Postby denis_berthier » Sun Dec 06, 2020 11:43 am

Mauriès Robert wrote:Your answer to Paolo (Ajo Domonios) as it stands makes no sense to me. It means that it would be easier to solve the puzzle in 20 strings from n≤4 (I only count those with n>1 in your resolution).

It makes no sense, but it means something !!!

Mauriès Robert wrote:If this is true for a programmed computer solver, it is certainly not the case for a manual solver like Paolo and me.
Indeed, TDP is based on examining the possibilities of developing conjuguated tracks from pairs (of candidates or sets of candidates). The interest of the manual solver is therefore to first choose pairs that allow for the development of both tracks. Consequently, it is no more complicated (nor less rapid) for a manual solver to develop the tracks completely to increase its possibilities of elimination than it is to develop them partially (which would be equivalent to your short chains). Don't forget that a manual solver works visually on the puzzle with markings.
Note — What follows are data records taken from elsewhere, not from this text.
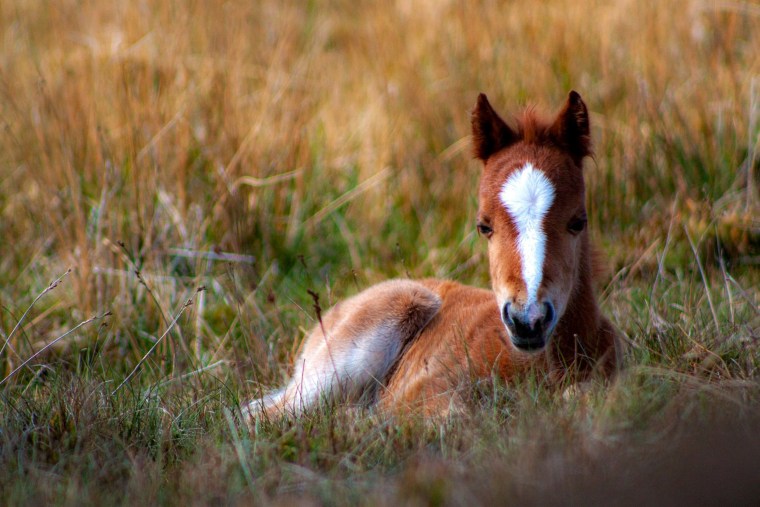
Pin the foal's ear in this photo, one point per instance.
(571, 128)
(489, 132)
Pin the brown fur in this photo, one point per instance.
(415, 344)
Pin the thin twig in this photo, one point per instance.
(189, 302)
(43, 349)
(704, 278)
(50, 287)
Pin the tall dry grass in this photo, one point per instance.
(260, 149)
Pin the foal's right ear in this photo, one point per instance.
(489, 132)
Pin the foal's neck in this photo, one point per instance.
(578, 340)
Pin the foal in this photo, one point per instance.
(414, 344)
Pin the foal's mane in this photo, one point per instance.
(535, 128)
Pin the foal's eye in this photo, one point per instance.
(577, 224)
(485, 230)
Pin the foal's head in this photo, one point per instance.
(532, 212)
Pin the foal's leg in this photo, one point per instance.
(354, 346)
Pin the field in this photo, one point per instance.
(175, 177)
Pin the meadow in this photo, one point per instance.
(177, 176)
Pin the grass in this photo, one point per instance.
(200, 166)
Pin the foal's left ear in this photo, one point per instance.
(571, 128)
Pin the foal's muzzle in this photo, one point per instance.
(529, 326)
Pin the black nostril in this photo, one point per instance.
(549, 313)
(528, 330)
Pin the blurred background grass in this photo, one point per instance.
(263, 149)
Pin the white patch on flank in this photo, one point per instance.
(528, 194)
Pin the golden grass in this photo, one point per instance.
(334, 135)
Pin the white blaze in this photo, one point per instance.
(528, 194)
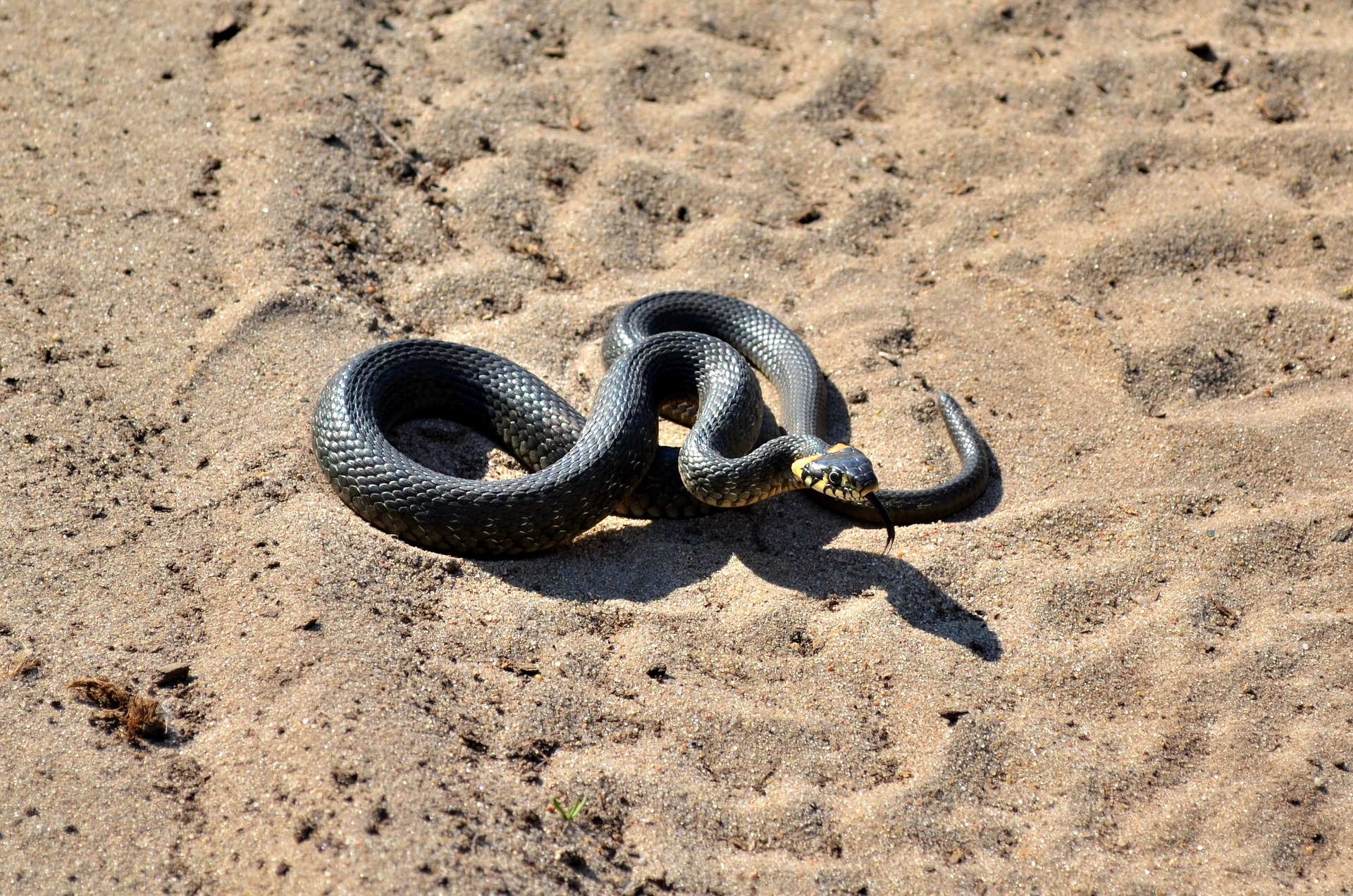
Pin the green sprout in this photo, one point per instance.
(569, 815)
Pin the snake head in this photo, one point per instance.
(839, 473)
(845, 473)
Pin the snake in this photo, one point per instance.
(684, 355)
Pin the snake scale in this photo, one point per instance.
(666, 354)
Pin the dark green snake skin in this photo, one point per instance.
(581, 471)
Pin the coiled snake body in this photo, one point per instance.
(663, 351)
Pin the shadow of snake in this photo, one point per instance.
(784, 542)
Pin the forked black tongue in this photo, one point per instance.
(888, 520)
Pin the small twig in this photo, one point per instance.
(381, 130)
(569, 815)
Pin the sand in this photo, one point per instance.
(1118, 232)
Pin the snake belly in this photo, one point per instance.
(788, 363)
(581, 470)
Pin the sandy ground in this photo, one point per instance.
(1119, 232)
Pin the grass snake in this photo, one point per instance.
(670, 352)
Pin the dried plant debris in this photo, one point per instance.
(137, 715)
(22, 665)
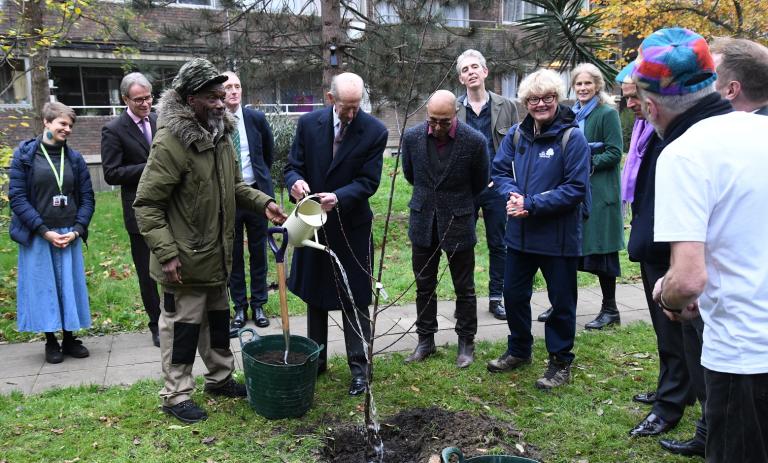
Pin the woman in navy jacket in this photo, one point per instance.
(52, 203)
(543, 170)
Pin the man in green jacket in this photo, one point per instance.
(185, 209)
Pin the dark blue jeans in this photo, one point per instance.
(495, 216)
(255, 226)
(560, 329)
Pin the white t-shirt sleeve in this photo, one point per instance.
(683, 198)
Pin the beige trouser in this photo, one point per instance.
(195, 318)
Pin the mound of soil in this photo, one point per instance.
(413, 436)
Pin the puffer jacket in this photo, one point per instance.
(555, 185)
(25, 219)
(185, 201)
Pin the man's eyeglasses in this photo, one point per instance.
(534, 100)
(142, 99)
(445, 123)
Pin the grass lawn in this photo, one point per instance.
(585, 422)
(113, 288)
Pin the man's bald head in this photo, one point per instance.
(345, 95)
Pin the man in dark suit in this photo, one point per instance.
(446, 161)
(337, 153)
(125, 144)
(254, 144)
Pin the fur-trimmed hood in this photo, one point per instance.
(180, 120)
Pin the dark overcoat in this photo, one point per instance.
(124, 153)
(450, 196)
(353, 175)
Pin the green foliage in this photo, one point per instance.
(586, 420)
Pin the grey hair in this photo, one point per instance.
(677, 104)
(467, 54)
(541, 82)
(597, 78)
(346, 78)
(134, 78)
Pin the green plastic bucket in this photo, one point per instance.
(448, 452)
(279, 391)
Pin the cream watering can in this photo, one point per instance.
(302, 224)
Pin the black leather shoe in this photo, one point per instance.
(652, 425)
(259, 318)
(688, 448)
(544, 316)
(358, 386)
(496, 307)
(424, 349)
(603, 319)
(238, 321)
(53, 353)
(186, 412)
(647, 398)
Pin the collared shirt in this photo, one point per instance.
(137, 120)
(441, 144)
(245, 153)
(482, 122)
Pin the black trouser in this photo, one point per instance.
(425, 262)
(560, 329)
(674, 389)
(150, 296)
(317, 330)
(256, 227)
(737, 416)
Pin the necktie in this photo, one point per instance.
(236, 143)
(339, 136)
(146, 130)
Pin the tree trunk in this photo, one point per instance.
(331, 18)
(34, 12)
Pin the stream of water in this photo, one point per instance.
(374, 427)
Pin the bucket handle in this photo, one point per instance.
(278, 250)
(448, 452)
(313, 356)
(254, 336)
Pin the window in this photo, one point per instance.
(15, 82)
(515, 10)
(452, 15)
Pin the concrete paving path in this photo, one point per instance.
(122, 359)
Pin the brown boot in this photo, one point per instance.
(466, 352)
(424, 349)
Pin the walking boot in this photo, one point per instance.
(609, 315)
(424, 349)
(466, 352)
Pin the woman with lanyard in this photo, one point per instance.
(52, 203)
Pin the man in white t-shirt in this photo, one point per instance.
(710, 196)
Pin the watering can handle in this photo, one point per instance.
(254, 336)
(278, 250)
(448, 452)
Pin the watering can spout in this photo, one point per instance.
(314, 244)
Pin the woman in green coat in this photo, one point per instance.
(604, 229)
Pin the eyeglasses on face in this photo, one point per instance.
(439, 122)
(534, 100)
(142, 99)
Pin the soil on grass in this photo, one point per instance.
(413, 436)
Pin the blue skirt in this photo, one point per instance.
(51, 292)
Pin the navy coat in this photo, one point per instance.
(25, 219)
(124, 153)
(555, 185)
(450, 197)
(353, 175)
(261, 146)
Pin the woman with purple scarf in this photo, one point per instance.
(604, 229)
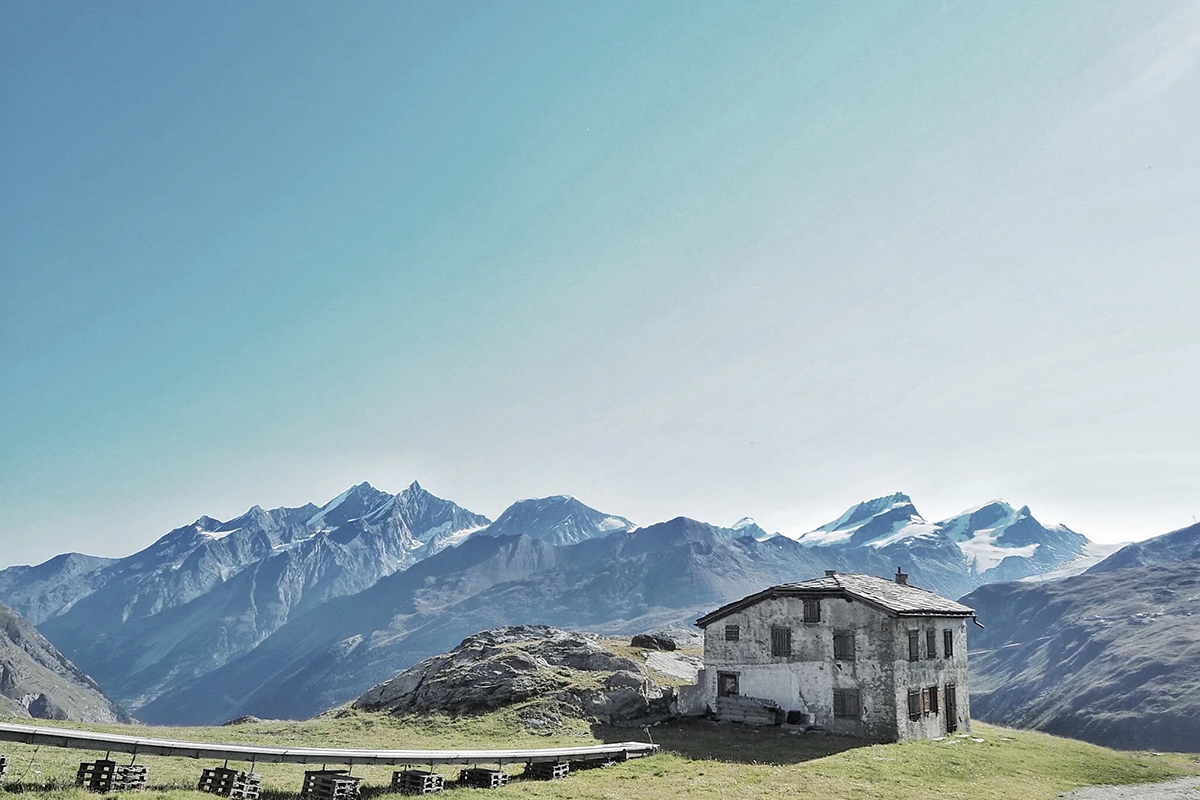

I've heard the "manual solver" argument ad nauseam for years and I have no desire to talk about it again. If you're happy with your double (or sometimes triple) T&E procedures, that's fine for me.

Mauriès Robert wrote:On the other hand, to make me do this from time to time, I can tell you that for a manual solver, the search for short chains of contradiction is more complicated than the exploitation of conjuguated tracks. It is complicated for the manual solver to find the Z candidates which allow you to develop chains of contradiction (your chains), whereas it is easy for your programme.

The problem is probably you haven't yet understood that the start of a chain is not a target, but a partial-whip[1] pattern - which is not more complex than intersections - and that the continuity condition plays a major role in simplifying the extensions.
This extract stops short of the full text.